Performance invites undisciplinarity because it is distinctly hybrid and promiscuous. We recognise that performance in both found and original manifestations is a frontier for medical humanities research. ‘Care of the Flesh’, as Ashon put it, is a natural topic and method for arts and performance practitioners, yet the formats associated with performance are under-explored in medical humanities. These are formats not only of specific disciplinary research but also of undisciplinary, category-defying entanglement. In that entanglement we discover a community of practitioners who recognise that performance holds valuable wisdom on why we gather as scholars, and on what kind of scholarly community we wish to convene and nurture.

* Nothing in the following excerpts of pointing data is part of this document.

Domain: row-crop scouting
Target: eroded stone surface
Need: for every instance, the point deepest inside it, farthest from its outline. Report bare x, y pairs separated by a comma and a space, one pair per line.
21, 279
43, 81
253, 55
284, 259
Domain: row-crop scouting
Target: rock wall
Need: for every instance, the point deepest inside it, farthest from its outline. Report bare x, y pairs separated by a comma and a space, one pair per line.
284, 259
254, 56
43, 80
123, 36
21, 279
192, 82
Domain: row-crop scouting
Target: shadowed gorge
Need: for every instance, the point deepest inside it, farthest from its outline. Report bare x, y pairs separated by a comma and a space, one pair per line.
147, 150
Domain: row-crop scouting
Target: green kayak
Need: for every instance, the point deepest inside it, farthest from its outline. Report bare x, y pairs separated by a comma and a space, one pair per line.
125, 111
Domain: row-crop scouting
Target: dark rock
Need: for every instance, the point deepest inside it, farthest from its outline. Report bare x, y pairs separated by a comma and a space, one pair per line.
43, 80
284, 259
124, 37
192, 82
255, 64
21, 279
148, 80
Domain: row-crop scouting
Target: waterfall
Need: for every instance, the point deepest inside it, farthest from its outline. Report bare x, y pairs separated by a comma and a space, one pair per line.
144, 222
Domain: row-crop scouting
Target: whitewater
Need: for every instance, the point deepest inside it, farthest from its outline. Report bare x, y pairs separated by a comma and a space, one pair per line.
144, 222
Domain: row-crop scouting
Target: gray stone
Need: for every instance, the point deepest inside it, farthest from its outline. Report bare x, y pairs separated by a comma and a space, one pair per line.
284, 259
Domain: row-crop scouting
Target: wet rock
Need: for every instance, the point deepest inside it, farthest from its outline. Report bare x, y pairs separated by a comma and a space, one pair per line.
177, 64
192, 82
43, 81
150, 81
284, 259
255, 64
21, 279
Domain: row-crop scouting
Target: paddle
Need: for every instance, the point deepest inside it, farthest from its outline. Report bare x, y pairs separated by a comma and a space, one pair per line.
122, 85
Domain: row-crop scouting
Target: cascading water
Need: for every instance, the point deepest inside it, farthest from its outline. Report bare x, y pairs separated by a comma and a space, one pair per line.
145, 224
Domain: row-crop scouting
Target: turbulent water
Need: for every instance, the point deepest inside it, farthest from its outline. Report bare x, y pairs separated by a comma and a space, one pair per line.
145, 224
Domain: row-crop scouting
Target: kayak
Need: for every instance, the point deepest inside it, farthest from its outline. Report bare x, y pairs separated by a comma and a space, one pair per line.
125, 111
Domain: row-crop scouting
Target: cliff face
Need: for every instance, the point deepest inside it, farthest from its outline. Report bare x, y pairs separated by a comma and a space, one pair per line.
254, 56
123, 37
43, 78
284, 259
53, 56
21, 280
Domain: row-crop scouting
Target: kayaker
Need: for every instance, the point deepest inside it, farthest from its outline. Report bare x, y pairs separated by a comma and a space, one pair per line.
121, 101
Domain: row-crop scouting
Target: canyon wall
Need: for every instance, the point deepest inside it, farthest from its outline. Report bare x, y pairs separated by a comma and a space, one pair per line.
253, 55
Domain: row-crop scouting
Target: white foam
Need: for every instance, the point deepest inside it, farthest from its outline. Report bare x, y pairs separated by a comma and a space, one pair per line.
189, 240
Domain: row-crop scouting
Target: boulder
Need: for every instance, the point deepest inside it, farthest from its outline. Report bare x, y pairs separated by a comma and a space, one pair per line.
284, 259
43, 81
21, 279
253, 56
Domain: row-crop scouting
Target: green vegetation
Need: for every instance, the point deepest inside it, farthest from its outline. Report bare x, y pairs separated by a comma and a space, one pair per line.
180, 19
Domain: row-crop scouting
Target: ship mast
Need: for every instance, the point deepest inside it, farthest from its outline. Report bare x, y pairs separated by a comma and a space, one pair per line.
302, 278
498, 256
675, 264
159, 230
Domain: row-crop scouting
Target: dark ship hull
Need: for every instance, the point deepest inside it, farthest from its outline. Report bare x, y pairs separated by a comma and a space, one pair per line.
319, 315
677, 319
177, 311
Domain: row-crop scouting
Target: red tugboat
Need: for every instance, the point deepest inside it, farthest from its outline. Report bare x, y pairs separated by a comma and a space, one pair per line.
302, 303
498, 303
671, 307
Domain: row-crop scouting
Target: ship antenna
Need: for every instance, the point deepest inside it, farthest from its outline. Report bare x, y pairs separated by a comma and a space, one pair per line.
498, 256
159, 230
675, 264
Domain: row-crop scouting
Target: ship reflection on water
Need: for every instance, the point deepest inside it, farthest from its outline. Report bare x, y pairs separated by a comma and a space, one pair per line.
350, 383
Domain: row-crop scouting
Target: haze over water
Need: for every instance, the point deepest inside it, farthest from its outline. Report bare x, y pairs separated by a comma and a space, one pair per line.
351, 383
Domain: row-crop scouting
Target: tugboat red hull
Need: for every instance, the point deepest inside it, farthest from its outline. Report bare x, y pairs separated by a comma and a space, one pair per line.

Goffman, E. (1991). Asylums: Essays on the Social Situation of Mental Patients and Other inmates. London: Penguin Publishers.
Kneebone, R. (2016). ‘Performing Surgery’ in A. Mermikides & G. Bouchard (eds.) Performance and the Medical Body. London: Bloomsbury Publishers.
Parsons, T. (1963). Social Structure and Personality. Toronto: Collier-Macmillan Publishers.
Sinclair, S. (1997). Making Doctors: An institutional apprenticeship. Oxford: Berg Publishers.